Point capital : ce nombre ne cesse d’augmenter, alors que depuis le milieu des années 2000, il diminue dans le reste du monde, à l’exception de l’Asie du Sud (graphique). Et il devrait encore progresser à moyen terme, en raison du boom démographique du continent. La baisse de la part de la population active africaine employée dans l’agriculture ne doit donc pas faire illusion, même si elle est sous-estimée[5] : la vie d’un nombre croissant d’Africains, dans les prochaines années, dépendra directement ou indirectement de l’activité agricole et des politiques y afférentes.
[1] FAO (2014), The State of Food and Agriculture 2014.
[2] Lowder, S. K., Bertini, R., Karfakis, P. et Croppenstedt (2016), Transformation in the size and distribution of farmland operated by households and other farms in select countries of sub-Saharan Africa, Invited paper presented at the 5th International Conference of the African Association of Agricultural Economists, September 23-26, 2016, Addis Ababa, Ethiopia.
[3] Moyo, S. (2016), Family farming in sub-Saharan Africa: its contribution to agriculture, food security and rural development, International Policy Centre for Inclusive Growth (IPC-IG) Working Paper No.150, November, 2016.
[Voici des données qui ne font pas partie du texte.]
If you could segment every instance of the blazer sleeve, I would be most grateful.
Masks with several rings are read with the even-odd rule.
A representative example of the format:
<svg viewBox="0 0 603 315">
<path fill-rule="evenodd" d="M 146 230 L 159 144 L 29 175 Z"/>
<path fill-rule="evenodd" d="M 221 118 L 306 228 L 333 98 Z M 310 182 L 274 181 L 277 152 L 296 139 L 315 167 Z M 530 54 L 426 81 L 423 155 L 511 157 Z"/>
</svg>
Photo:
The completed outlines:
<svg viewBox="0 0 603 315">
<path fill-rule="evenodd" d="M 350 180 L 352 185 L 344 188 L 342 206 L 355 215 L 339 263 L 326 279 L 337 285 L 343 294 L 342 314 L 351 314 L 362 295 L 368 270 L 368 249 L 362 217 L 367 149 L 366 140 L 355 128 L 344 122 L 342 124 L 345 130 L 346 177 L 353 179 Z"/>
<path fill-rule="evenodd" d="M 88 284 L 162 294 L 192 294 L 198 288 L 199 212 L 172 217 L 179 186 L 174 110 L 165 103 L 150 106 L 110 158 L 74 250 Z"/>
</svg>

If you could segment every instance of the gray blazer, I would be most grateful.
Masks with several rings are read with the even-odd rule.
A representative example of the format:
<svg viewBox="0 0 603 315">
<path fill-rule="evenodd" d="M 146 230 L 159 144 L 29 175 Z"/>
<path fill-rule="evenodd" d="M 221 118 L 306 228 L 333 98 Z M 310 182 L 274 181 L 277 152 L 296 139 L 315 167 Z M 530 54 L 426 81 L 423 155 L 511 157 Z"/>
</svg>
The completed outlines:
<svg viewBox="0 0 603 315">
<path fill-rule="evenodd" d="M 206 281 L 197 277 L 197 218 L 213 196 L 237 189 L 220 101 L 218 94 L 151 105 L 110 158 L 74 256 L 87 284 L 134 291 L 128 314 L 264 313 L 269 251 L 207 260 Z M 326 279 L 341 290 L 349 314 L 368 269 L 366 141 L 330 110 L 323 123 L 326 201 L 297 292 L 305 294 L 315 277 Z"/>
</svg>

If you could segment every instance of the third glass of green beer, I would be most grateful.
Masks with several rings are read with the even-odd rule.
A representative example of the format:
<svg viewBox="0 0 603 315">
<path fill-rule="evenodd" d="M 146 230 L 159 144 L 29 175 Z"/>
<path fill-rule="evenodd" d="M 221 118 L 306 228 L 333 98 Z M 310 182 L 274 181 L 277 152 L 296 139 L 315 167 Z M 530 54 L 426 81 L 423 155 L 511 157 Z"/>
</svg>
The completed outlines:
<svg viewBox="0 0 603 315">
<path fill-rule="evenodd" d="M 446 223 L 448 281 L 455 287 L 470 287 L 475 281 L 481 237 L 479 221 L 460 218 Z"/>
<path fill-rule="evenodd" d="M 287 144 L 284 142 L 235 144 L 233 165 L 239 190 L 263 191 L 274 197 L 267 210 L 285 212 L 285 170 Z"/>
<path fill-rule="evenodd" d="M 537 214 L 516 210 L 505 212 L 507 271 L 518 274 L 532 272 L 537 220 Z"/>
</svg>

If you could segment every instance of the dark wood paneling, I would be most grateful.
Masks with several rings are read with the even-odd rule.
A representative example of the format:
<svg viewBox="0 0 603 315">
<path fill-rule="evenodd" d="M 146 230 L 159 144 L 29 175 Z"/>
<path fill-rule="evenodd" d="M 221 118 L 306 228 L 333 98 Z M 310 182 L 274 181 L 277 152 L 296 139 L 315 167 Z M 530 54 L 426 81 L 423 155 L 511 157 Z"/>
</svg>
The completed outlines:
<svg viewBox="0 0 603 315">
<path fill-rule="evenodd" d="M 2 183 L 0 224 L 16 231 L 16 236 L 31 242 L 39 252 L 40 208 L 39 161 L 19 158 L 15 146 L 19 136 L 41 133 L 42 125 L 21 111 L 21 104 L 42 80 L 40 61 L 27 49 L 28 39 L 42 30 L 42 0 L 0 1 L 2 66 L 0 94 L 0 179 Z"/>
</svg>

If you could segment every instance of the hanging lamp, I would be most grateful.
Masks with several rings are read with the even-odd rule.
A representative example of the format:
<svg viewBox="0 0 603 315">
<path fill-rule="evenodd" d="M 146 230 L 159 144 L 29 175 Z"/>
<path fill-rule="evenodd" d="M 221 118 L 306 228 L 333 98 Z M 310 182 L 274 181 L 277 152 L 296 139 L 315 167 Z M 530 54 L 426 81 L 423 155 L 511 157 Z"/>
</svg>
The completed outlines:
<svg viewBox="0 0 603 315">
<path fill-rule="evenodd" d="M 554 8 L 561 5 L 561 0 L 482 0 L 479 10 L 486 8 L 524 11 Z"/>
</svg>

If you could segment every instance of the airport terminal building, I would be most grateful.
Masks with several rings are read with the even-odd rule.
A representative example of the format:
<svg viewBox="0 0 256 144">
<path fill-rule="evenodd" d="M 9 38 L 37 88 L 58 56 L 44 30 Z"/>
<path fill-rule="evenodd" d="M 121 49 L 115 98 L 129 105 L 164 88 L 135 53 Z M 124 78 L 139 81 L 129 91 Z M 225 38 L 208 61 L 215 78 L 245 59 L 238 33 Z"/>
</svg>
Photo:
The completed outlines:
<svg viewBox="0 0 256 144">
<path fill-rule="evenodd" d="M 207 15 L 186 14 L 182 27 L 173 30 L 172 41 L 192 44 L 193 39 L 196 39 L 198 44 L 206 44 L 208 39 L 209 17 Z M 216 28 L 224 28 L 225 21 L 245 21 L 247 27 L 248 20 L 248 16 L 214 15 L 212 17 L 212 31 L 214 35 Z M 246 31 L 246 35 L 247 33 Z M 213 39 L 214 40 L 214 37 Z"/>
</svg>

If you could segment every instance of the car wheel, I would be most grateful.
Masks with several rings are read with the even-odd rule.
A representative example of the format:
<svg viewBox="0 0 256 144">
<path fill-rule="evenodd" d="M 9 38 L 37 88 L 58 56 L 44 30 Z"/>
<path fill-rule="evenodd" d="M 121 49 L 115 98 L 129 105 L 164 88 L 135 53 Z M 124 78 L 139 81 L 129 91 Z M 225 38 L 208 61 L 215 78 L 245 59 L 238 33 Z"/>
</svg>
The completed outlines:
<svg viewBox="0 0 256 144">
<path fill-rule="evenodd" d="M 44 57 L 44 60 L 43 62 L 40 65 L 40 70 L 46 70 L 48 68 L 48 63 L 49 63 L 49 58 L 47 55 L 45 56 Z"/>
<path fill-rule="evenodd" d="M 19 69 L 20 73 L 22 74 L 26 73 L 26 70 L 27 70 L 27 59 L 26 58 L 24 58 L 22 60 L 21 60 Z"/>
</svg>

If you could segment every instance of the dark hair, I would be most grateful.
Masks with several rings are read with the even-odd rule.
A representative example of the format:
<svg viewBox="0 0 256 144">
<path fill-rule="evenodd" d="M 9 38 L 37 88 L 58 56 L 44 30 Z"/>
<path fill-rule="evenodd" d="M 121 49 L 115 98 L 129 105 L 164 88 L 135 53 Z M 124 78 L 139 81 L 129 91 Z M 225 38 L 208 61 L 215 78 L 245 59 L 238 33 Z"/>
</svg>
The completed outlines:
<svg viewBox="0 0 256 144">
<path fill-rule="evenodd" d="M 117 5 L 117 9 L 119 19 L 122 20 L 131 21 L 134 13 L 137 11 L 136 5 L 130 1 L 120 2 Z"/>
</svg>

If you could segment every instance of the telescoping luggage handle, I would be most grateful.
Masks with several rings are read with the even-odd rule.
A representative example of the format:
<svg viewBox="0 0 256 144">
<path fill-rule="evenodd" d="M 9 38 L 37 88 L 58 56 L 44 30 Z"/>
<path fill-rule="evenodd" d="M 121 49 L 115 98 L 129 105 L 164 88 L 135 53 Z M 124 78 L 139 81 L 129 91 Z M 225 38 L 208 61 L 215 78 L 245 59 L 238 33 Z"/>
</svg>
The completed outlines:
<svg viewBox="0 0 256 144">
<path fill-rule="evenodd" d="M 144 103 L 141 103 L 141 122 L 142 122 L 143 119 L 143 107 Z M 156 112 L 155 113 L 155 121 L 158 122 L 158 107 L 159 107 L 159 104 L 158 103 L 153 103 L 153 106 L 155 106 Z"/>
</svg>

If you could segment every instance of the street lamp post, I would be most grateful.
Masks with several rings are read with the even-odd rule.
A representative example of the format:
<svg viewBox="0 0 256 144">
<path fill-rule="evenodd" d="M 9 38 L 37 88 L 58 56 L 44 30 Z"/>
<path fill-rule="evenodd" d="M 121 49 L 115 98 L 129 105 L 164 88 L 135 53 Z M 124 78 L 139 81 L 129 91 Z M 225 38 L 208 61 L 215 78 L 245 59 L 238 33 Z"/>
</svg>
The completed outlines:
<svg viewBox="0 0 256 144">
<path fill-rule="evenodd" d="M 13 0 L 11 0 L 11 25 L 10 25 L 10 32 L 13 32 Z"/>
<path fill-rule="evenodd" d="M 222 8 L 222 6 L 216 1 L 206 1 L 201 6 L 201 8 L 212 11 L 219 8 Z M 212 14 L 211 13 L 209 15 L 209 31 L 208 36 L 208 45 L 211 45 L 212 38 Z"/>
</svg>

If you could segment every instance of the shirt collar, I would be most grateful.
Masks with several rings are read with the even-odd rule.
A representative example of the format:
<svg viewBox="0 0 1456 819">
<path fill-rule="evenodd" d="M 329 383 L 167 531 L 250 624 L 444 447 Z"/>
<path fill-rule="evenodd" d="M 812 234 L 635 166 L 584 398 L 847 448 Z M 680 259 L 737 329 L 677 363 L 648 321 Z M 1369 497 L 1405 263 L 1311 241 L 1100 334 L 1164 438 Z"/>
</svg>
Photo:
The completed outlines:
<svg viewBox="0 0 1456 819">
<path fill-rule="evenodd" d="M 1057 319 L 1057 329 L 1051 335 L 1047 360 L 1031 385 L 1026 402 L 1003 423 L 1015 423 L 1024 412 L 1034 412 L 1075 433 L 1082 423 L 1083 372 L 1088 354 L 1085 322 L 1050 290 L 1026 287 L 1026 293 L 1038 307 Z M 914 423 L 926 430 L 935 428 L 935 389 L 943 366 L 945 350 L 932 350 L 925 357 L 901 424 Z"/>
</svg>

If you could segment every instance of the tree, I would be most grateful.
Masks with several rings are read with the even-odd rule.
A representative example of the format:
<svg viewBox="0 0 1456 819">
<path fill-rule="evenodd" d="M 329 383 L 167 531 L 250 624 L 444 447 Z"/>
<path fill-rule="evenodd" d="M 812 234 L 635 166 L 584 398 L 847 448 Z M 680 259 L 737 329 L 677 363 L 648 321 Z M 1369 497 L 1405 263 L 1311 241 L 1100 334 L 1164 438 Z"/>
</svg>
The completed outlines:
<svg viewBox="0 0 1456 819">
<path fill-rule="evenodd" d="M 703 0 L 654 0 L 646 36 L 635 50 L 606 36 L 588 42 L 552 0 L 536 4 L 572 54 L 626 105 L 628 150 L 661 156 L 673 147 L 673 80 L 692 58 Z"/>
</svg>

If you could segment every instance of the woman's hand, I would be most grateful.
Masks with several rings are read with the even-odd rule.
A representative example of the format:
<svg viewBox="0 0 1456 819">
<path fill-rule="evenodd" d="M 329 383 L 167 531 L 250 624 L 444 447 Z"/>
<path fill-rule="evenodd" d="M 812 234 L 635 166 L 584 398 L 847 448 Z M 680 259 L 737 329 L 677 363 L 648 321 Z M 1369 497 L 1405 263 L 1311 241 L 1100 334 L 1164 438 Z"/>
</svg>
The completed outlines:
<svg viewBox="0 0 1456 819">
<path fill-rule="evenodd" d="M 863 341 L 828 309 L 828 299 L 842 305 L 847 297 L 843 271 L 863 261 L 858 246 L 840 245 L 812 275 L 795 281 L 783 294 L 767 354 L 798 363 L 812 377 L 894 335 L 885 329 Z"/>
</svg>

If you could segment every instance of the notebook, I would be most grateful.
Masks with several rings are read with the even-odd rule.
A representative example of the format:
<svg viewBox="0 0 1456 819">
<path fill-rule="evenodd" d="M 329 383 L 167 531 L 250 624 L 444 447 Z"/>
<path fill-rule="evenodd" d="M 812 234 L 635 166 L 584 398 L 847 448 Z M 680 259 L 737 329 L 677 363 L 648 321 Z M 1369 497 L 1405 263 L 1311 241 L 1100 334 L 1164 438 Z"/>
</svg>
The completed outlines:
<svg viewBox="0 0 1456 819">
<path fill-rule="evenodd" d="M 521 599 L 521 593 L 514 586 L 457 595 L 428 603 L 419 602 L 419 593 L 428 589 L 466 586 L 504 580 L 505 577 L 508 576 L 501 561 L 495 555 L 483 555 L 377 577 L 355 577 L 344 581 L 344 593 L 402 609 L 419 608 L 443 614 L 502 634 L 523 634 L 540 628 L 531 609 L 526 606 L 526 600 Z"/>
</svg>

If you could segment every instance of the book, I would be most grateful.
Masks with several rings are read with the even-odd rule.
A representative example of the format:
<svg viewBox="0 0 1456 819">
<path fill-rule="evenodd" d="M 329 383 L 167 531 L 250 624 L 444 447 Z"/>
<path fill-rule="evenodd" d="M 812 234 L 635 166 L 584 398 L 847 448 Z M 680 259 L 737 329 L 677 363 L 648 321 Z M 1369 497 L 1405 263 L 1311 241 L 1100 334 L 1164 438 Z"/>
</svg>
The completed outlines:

[4] USDA ERS, International Agricultural Productivity, www.ers.usda.gov
[5] Selon la Banque mondiale, la part de la population active travaillant dans l’agriculture, la pêche et la forêt, en Afrique subsaharienne, est tombée de 67 % en 1991 à 57 % en 2017. Dans plusieurs pays de la sous-région, la baisse est sensiblement plus forte quand on exprime les emplois en équivalent à temps plein [Yeboah, F. K. et Jayne, T. S. (2017), Africa’s Evolving Employment Trend: Implications for Economic Transformation, Volume 14 Issue 1, Africagrowth Agenda Journal, 2017 Africagrowth Institute].